Indeed, the arrival of new materials is enabling the design and fabrication of new CPUs, GPUs, memory (DRAM), NAND, SSDs, storage media, and a new generation of fast interconnects to tie a wide array of memory and storage devices together.
More are on the way – including fast optical interconnects and new types of data fabrics that span the data center.
One More Way to Cope with Scale-up AI — Tapping the Clouds
Optimizing the infrastructure for next-generation data-centers will take many paths – including key decisions about what computing and storage will be “sent” to outside resources, including public and private clouds.
At FMS2025, many speakers said companies – even large ones – should not plan to deploy all of their IT infrastructure themselves. Rather, they should plan to “tap” public clouds, private clouds and sovereign clouds to add capabilities and bandwidth to the overall capacity they will be using in the 2020s and 2030s. Some companies said they already have two or three cloud providers (CSPs) or hyper-scalers that are working as partners to support their fast-growing AI workloads.
Imagining the Future
Seeing ahead to what’s next is key to corporate success in advancing memory and storage. But seeing it is not enough – acting on your strategy is equally important. As part of our ongoing industry and technology analysis, we note two stellar examples of looking ahead:
- IBM CEO and chairman Arvind Krishna, when he became CEO in April 2020 – declared a dual strategy to adopt and support hybrid clouds (HCI) and AI/ML. He saw the wave coming – and he declared those goals clearly. From a 2025 perspective, it certainly looks like he correctly focused on these mega-trends.
- The late Gene Amdahl, who left IBM to become founder of Amdahl Corp., anticipated the need for multiple waves of materials-science advancements to reach high-performance computing goals (HPC). Back in the 1990s, he said that bringing memory, storage and compute closer together – at higher speeds – would revolutionize computing, enabling new kinds of workloads that would not have been possible in the 1990s – some 30 years ago. Now, clearly, optimization through deeper integration of infrastructure is widely accepted and adopted.
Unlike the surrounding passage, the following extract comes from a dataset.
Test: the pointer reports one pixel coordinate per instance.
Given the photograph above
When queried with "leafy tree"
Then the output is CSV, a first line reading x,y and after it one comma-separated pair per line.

- This FMS conference featured an executive AI panel session, called Memory and Storage Scaling for AI Inferencing, including speakers from NVIDIA, KIOXIA, IBM, VAST Data, and SK Hynix discussing how they are pushing the limits of compute and memory bandwidth to meet the demands of today’s fast-growing AI workloads – and tomorrow’s demanding AI workloads, handling much more data for both model-training and inference purposes.
Adding to Your Company’s (People) Skill-sets
As mentioned, above, technology alone is not enough to achieve your memory and storage goals. Tech advances grab our attention when new products are announced. But clearly, using these memory and storage capabilities must be accompanied by new “people-based” skill-sets – for employees and managers in IT and in business.
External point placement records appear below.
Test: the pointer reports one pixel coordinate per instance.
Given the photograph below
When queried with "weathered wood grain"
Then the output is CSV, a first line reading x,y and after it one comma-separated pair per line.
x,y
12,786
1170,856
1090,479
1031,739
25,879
Running a marathon is all about preparation and staying in the field over the long-run. It isn’t accomplished on the day of the event – but the event’s outcome is often determined by the planning, the strategy and the exercise that lead to any “event-day” performance.
Companies that plan to improve their business results by leveraging new technologies will see better results by taking stock of their infrastructure’s current capabilities – and by working with business partners to expand their memory and storage capacities to meet the demands of AI-enabled era.